Sindiran tersebut ia ungkapkan melalui unggahan di akun Instagram pribadinya @hotmanparisofficial dengan menyebut Ahok bermulut dua.
“Jejak Digital: Mulut cuma 1 tapi pengakuan 2 jenis bertolak belakang! Pantas dulu masuk penjara!” tulis Hotman.
Dalam unggahan tersebut, Ahok mengungkapkan bahwa dirinya merasa memiliki keterbatasan dalam mengambil keputusan saat menjabat sebagai Komisaris Utama Pertamina.
Menurutnya, peran sebagai komisaris utama tidak memiliki kewenangan eksekutif sebesar direktur utama, sehingga ia tak bisa berbuat banyak untuk membawa perubahan.
Namun, pernyataan berbeda yang pernah ia lontarkan pada 4 Juli 2024 kembali viral di media sosial.
Dalam wawancara tersebut, Ahok mengaku sempat ditawari jabatan Direktur Utama Pertamina oleh Presiden Joko Widodo.
Meski demikian, ia menolak tawaran itu dan menyatakan bahwa dirinya sudah cukup puas dengan posisinya sebagai komisaris utama.
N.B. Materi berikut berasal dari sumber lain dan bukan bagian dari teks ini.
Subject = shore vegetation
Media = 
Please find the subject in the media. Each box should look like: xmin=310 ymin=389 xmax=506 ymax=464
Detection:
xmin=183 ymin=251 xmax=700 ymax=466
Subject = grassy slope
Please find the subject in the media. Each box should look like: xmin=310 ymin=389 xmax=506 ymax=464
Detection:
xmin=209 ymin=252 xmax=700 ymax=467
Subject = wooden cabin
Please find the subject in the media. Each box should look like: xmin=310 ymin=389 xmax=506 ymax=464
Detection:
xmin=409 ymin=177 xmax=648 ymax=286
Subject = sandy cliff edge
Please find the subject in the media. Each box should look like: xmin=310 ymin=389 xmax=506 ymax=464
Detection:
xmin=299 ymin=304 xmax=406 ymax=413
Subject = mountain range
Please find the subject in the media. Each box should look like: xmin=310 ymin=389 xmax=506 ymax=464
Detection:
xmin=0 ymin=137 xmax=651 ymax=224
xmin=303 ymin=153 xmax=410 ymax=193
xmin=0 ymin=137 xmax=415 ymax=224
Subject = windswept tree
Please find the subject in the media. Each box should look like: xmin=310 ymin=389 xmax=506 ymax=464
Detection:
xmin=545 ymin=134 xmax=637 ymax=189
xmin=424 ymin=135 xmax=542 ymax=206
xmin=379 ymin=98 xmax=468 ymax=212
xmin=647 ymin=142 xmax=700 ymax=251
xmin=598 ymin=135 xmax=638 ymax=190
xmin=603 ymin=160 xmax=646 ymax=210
Alhasil, unggahan Hotman Paris tersebut langsung menuai banyak komentar, termasuk yang mencibir Ahok karena tidak konsisten dengan pernyataannya.
Di sisi lain, tak sedikit yang membandingkan pendidikan pendidikan mereka, siapa yang lebih mentereng?
Profil dan Pendidikan Ahok

Basuki Tjahaja Purnama adalah seorang pengusaha dan politikus keturunan Tionghoa-Indonesia yang menjabat sebagai Komisaris Utama PT Pertamina dari 25 November 2019 hingga 2 Februari 2024.
Ia mengawali karier politik dengan bergabung Partai Perhimpunan Indonesia Baru pada tahun 2003 dan mencalonkan diri sebagai anggota Dewan Perwakilan Rakyat Daerah Provinsi Kepulauan Bangka Belitung.
Namanya mulai dikenal luas ketika maju sebagai calon Wakil Gubernur DKI Jakarta bersama Joko Widodo pada tahun 2012 lalu.
Bicara pendidikan, Ahok diketahui pernah sekolah di SDN 3 Gantung, Belitung Timur yang lulus pada tahun 1977.